The French military term meant to withdraw, as from a battle, not from a lifetime of work.
Retire entered English in the 1530s from the French retirer, meaning to draw back or withdraw.1 The earliest uses were military: to retire meant to pull troops away from the front. The word carried connotations of strategic retreat, not rest.
The sense of withdrawing from active working life appeared gradually in the seventeenth and eighteenth centuries, but the modern concept of retirement, a defined stage of life supported by pension income, did not exist until the late nineteenth century.
Otto von Bismarck's introduction of the Old Age and Disability Insurance Bill in 1889 created the first government-sponsored retirement age, initially set at seventy, for the German Empire.2 Before this, most people worked until they were physically unable to continue. The idea that a government would define a specific age at which a person should stop working was new.

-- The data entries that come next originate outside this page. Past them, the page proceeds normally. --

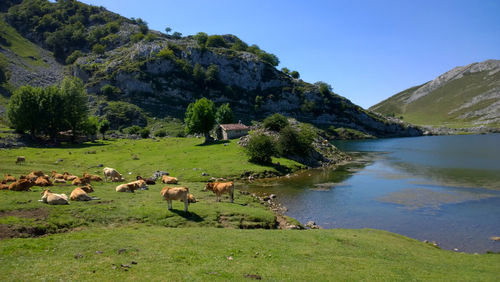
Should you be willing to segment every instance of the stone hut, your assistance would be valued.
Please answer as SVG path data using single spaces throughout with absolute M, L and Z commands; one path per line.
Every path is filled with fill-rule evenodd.
M 217 128 L 217 139 L 229 140 L 240 138 L 248 134 L 250 128 L 243 123 L 221 124 Z

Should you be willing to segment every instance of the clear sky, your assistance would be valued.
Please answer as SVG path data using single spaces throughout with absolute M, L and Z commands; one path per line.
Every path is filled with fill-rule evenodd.
M 500 0 L 83 0 L 151 29 L 234 34 L 368 108 L 456 66 L 500 59 Z

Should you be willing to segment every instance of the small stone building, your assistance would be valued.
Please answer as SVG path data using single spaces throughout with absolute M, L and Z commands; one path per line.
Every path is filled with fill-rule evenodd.
M 243 123 L 221 124 L 217 128 L 217 139 L 229 140 L 248 134 L 250 128 Z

The American Social Security Act of 1935 set sixty-five as the age of eligibility for old-age benefits, influenced partly by the German model and partly by actuarial calculations about life expectancy and labor force participation.3
The word that began as a military maneuver and became an economic category now describes a cultural aspiration. In Japanese, teinen (定年) means fixed year, referring to the mandatory retirement age. The French original, with its sense of withdrawing from a field of engagement, remains embedded in the English word, even as the field in question has shifted from the battlefield to the office.